Last month, Owens and his wife, Carmen, finalized their adoptions of 13-year-old Stanley and 9-year-old Kensly, more than two years after a massive earthquake in Haiti destroyed the boys' orphanage outside of Port-au-Prince.

"It was scary," said Kensly, who was just seven years old at the time. "It started to shake and I started running. We slept outside for a few days."

The earthquake struck on January 12, 2010. On January 18, Stanley, Kensly and their friend and fellow orphan Fekens, 10, were part of a group of children flown out of Haiti in a dramatic emergency airlift, coordinated by former Pennsylvania Gov. Ed Rendell.

"That plane was loud," said Kensly.

The plane was meant for children who had already been matched with adoptive parents in the U.S. and Canada. However, twelve children in the group, including Stanley, Kensly and Fekens, were not yet matched.

"From what we understood, they shouldn't have been taken out of Haiti," said Eileen Dusch, who adopted Fekens on March 23, 2012, the same day the Owenses adopted their sons.

"They were the extra twelve that were on the plane, that weren’t supposed to be there," said Fekens new father, Michael Dusch.

Rendell, along with two Pittsburgh women who ran the orphanage in Haiti, refused to leave the unmatched children behind.
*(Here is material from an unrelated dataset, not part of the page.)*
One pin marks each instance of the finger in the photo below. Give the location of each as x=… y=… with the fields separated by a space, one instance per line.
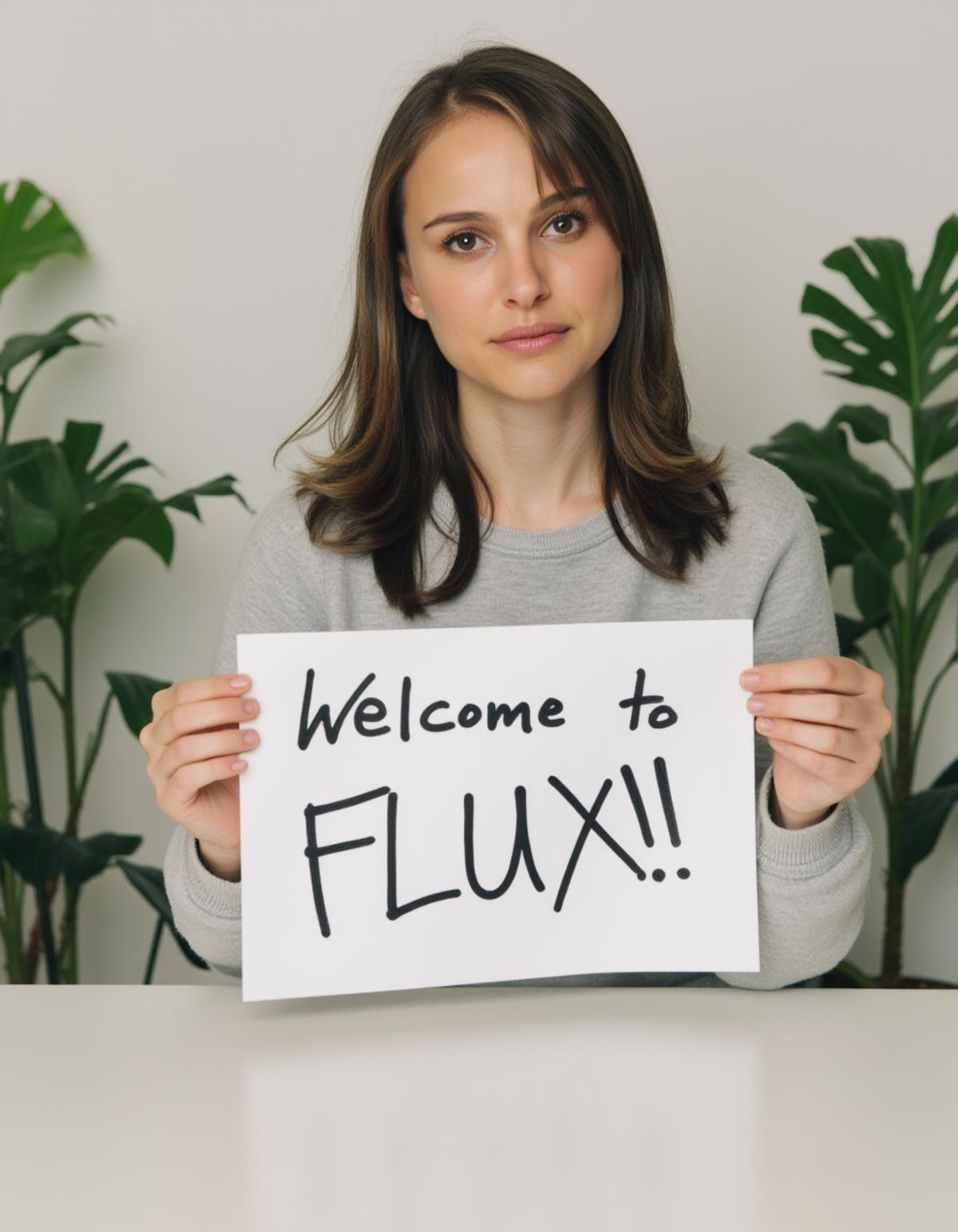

At the last minute, the U.S. State Department relented, and scrambled to get the kids the necessary paperwork to enter the U.S.

"The others will go to Catholic charities and won't have any problem getting adopted," Rendell told Fox News at the Port-au-Prince airport, the night of the flight out of Haiti.

Fekens, Stanley and Kensly are the last of the unmatched kids to be adopted. They spent a year living at Holy Family children's home in Pittsburgh, before going home with their new mothers: two women who had been helping to care for the boys at Holy Family. Mrs. Dusch works as a manager at the home. Mrs. Owens is a volunteer, and is already mother to six other children.

"We have eight children now. And I think we can honestly say that our family is now complete," said Mrs. Owens. "I thought it was complete before, until we met these two. Now, we know it's complete."

The boys now have new last names. Their next step is new nationalities. However, according to U.S. immigration law, they can't apply for American citizenship yet because there is a two-year waiting period from the date of their adoption.

"We've waited a long time,” said Mr. Owens. “No one can take them away from us now."